Но договорить нам не дали, подошел автобус, и началась посадка. И когда автобус тронулся, я в окно выглянул — и сразу на ноги встал: Нюра! Нюра пришла! Но откуда? Да нет же: то мать стояла, так они похожи — и лицом и голосом. Так похожи, что я никак себе не поверил — Нюра да и все, только пальтишко убедило да новый платок, которым она подвязалась от ветра... А автобус наш набирал уже скорость и скоро в окне показались последние домики. А потом все исчезло, растаяло. Прощай, моя мама, прощай...

26

За окном опять замелькали дачки. Стоял полдень. «Лучшие минуты жизни своей...» Почему она так сказала. Договорить бы надо...

Поднял окно. Стал смотреть прямо в солнце, и странно, что не болели глаза. Потом солнце закрыло облачко. Я загадал, если скроется облачко через минуту — буду счастливым. Облачко скрылось так скоро, даже раньше минуты — и я засмеялся. Рядом с поездом бежали мальчишки. Один был самый проворный. Он не отставал от моего вагона, язык высунул, и я увидел его глаза, и в тот же миг в голове тоже что-то мелькнуло, какая-то тень, какой-то шорох, даже и не тень, а какой-то свет, быстрый, удивительный свет, и он уже не отпускал. Вот уж мальчишки нет, и Москвы нет, и дороги нет, а я где-то далеко отсюда сижу в теплой парной воде и меня всего намыливают и хохочут сверху, а потом садят на лошадь, и лошадь тоже пахнет водой, чем-то сырым, тепловатым, а может, то не лошадь пахла, а я сам, мое тело, мои волосы, а сзади меня поддерживают руки — чьи это руки, наверно, отца, и от рук тоже пахнет, так удивительно сильно пахнет, а потом меня ссаживают с лошади, и опять берут чьи-то руки, углаживают — «ух ты, моя матушка», — да это же Нюрин голос! И я ловлю его, слушаю, пока не настигли колеса...

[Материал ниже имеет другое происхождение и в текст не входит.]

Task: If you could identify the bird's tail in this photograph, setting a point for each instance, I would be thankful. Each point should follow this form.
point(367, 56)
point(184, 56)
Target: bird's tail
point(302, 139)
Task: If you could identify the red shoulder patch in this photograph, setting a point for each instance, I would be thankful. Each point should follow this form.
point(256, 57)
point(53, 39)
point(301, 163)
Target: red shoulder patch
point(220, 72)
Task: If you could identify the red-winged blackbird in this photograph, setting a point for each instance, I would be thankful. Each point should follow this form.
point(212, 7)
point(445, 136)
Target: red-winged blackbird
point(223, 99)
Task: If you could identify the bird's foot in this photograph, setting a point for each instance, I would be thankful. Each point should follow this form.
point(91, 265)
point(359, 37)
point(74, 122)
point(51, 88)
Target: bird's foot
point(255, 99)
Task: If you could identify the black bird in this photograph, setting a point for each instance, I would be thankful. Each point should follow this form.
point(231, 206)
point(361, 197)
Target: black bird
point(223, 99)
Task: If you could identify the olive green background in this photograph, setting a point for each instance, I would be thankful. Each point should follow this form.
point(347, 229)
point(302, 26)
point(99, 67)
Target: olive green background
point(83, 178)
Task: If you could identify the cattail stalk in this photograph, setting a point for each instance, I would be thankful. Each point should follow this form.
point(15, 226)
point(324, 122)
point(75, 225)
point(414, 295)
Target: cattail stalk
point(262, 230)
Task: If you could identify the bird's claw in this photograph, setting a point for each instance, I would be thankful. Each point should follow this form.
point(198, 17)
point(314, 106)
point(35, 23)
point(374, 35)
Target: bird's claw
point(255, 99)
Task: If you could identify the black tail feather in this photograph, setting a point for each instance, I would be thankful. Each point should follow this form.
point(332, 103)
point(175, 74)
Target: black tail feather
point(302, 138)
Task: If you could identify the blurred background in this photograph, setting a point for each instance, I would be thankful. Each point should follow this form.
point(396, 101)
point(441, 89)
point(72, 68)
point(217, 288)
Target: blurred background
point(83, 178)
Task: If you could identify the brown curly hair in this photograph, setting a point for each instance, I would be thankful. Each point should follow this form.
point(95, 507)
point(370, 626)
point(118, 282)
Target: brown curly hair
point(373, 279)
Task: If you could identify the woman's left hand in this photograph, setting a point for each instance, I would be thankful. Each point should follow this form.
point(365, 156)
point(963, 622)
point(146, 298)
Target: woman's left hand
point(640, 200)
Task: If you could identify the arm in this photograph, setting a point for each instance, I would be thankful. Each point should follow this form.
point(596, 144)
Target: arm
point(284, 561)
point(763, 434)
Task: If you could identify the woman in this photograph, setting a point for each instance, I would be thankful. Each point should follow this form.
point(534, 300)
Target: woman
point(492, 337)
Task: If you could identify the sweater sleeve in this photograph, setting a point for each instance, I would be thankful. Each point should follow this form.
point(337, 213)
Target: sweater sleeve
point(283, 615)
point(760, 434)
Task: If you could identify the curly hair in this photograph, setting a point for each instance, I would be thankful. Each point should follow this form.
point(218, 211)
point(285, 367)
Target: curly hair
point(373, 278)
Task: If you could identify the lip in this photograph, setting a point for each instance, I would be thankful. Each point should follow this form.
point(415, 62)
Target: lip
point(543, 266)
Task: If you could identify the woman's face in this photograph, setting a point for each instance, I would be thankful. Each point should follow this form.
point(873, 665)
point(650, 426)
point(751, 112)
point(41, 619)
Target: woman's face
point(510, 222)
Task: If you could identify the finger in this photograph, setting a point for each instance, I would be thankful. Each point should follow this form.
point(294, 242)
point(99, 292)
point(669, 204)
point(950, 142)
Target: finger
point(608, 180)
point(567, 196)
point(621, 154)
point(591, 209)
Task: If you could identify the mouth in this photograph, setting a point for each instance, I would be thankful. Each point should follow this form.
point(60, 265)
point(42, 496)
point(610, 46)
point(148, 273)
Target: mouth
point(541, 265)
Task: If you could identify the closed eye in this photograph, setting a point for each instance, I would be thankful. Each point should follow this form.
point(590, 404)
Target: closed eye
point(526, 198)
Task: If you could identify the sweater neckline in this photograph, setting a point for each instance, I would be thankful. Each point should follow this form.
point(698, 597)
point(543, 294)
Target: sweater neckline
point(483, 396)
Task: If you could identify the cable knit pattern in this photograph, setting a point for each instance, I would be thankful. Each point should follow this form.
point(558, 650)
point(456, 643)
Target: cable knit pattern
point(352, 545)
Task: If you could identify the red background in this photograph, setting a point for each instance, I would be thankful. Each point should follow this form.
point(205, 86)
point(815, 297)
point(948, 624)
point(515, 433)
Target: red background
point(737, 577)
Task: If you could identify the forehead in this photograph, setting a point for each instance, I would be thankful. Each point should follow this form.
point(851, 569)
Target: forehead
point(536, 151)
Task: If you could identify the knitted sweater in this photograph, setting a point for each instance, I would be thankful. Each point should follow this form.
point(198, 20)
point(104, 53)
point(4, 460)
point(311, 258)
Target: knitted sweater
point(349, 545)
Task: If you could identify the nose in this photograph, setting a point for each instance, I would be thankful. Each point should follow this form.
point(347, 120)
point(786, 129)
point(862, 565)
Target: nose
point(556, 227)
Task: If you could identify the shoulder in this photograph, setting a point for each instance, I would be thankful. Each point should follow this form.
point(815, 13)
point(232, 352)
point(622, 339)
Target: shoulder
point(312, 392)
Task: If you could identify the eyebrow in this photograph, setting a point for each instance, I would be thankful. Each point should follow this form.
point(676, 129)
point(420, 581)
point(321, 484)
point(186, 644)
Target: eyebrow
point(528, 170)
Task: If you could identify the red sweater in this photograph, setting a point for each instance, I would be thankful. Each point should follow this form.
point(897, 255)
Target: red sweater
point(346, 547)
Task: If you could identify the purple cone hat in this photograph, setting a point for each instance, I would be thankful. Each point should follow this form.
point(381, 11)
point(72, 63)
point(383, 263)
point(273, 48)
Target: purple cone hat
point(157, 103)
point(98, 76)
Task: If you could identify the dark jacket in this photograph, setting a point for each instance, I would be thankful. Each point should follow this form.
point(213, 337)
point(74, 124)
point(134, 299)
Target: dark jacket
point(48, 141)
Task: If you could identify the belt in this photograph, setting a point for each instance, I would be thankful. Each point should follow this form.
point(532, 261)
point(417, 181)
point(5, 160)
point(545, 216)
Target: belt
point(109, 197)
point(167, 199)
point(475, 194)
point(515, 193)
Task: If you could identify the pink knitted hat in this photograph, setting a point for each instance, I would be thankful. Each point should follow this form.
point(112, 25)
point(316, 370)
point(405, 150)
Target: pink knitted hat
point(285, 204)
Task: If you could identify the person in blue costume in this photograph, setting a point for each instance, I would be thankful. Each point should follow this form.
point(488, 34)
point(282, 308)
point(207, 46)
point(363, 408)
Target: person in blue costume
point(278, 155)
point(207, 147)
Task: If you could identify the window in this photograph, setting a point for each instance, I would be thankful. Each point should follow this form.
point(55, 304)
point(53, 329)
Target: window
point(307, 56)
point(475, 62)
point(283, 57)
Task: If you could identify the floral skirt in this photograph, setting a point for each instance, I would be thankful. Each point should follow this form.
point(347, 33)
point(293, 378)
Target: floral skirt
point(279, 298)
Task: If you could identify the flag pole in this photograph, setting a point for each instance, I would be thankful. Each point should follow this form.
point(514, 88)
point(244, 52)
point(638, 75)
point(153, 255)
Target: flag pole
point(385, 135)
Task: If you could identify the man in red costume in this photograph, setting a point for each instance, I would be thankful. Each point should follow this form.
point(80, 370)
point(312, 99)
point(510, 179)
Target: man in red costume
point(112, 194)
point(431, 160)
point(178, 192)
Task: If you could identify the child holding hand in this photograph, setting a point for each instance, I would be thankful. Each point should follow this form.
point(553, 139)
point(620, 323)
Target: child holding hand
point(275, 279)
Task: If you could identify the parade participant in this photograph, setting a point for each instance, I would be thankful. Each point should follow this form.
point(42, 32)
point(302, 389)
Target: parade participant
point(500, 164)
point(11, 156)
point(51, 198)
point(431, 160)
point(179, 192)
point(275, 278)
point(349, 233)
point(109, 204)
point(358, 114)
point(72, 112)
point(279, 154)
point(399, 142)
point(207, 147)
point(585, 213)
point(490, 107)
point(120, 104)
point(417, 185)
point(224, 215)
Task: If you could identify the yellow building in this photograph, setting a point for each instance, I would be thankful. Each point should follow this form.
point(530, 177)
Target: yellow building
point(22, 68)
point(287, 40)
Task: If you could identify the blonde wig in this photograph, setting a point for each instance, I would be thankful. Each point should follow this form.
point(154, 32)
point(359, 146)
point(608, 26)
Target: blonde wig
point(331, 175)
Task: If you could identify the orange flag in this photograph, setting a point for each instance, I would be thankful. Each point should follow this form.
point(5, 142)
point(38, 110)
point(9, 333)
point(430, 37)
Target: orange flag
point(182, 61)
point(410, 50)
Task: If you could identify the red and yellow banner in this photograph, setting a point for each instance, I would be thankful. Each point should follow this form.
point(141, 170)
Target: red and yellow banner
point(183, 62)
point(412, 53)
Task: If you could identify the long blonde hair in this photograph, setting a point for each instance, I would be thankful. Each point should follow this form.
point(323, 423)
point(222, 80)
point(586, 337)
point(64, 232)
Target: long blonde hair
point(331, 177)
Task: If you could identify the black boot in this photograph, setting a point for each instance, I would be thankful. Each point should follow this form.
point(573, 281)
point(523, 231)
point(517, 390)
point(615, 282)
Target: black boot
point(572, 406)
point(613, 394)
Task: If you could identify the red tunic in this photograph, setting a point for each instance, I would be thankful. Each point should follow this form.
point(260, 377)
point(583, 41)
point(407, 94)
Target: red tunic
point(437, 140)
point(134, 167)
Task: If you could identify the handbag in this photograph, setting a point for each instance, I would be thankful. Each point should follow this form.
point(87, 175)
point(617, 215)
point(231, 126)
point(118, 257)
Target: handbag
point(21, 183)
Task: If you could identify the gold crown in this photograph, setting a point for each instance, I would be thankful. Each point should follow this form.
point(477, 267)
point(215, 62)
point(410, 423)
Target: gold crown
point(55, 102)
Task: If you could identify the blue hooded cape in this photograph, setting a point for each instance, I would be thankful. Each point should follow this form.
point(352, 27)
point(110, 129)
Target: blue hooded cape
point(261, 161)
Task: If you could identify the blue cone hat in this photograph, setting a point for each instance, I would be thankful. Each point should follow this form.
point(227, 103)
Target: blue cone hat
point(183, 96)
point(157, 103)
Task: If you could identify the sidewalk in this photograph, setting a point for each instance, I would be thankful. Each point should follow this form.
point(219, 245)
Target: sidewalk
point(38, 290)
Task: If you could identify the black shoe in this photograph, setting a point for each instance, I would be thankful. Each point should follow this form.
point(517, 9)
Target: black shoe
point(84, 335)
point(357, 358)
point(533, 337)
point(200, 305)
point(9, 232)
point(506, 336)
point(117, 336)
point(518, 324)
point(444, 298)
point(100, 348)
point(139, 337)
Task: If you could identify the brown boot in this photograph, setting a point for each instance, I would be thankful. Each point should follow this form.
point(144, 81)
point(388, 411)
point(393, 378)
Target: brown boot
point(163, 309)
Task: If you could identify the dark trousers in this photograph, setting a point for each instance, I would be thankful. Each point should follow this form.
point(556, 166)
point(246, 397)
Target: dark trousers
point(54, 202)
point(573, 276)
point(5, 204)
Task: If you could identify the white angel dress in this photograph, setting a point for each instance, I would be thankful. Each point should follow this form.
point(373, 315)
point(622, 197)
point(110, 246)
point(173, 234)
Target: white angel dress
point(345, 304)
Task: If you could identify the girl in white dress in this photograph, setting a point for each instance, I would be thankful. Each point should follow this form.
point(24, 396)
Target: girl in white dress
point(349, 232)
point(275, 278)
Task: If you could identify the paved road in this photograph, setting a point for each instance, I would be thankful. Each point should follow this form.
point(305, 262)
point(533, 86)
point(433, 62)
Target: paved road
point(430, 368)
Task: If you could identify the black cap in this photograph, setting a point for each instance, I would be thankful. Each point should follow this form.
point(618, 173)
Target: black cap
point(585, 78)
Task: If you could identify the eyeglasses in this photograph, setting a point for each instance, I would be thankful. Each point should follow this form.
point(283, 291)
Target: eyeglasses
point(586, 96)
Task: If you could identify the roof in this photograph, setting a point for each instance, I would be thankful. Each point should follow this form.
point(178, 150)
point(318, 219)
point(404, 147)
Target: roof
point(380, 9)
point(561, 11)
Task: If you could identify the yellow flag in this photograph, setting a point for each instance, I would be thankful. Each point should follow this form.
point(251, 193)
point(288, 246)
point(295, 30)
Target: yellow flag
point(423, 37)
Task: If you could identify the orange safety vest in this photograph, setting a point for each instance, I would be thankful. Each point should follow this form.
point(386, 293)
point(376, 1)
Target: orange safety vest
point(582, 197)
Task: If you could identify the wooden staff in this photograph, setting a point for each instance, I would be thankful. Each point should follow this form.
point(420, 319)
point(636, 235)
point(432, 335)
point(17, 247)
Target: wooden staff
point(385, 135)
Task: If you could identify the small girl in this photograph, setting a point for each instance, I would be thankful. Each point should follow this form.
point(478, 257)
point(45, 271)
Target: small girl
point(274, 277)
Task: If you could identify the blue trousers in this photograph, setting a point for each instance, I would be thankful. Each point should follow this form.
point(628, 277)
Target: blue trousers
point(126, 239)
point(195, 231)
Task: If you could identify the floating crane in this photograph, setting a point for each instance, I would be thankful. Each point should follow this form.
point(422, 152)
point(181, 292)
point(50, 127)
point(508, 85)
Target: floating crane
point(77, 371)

Вместо дачек начались шумные пригороды. Где-то рядом был аэродром, взлетали и садились самолеты, и рокот их пересиливал гул от поезда и заходил в купе. Но самолеты быстро забылись, начались большие каменные дома. Между двумя особенно большими домами увидел футбольное поле. По полю бегали парни в красных майках, а по бокам стояли солдаты, они смеялись, махали руками. Может, среди них есть парни из моей деревни: в Москве многие служат. Знали бы они, что я качу рядом... Промелькнули солдаты, началась длинная каменная ограда, внутри ее — каменные здания, и ни одного человека. Сразу за оградой началась поляна, а посредине поляны — церковь. У нее голубой купол, и на верхушке блестит золотой крестик, а над ним неподвижно повисли птицы. Церковь совсем новая, и это странно, а может, потому кажется новой, что сверху голубой купол. Но от церкви грустно, очень грустно. Мелькают в глазах Колькины мешочки, они стучат по Нюриным лопаткам. На одном мешочке написаны две буквы, две родные, милые буквы. И вдруг зашло в голову такое простое: а ведь Колька умер из-за меня... Если бы не упал тогда в снег, значит, он бы жил сейчас... Значит, я виноват! Виноват, что был слаб и что в снег упал. Значит, и в Нюре я виноват, один только я, я! И в материном сердце я виноват: работала в войну в трех местах, чтоб накормить меня, и надорвала его. Ради меня и теперь на работе, чтоб была зарплата, чтобы пересылать мне деньги в Москву. Но неужели?.. Неужели!! Ну признайся же, что слаб, слабенький, молочко в коленках, — и я засмеялся. Ведь это правда. Так вот в чем правда — в моей слабости, и я не хочу ее сбросить, я защищаю ее, под ней прячусь. А что делать?.. «Держись хороших людей». Но как найти их, как распознать в густой путанице толпы, как заслужить их? Но я должен, должен найти их! Я должен стать сильным! «Расти, Васяня, большой пребольшой...» — Нюра? Где ты, где ты едешь? Прости, не забывай меня...

Играет радио. «Мы приближаемся к столице нашей Родины — Москве», — радуется, торжествует диктор, и я спрыгиваю с полки. Надвигается город. Я жду вокзала. «Прости, Нюра, спаси...»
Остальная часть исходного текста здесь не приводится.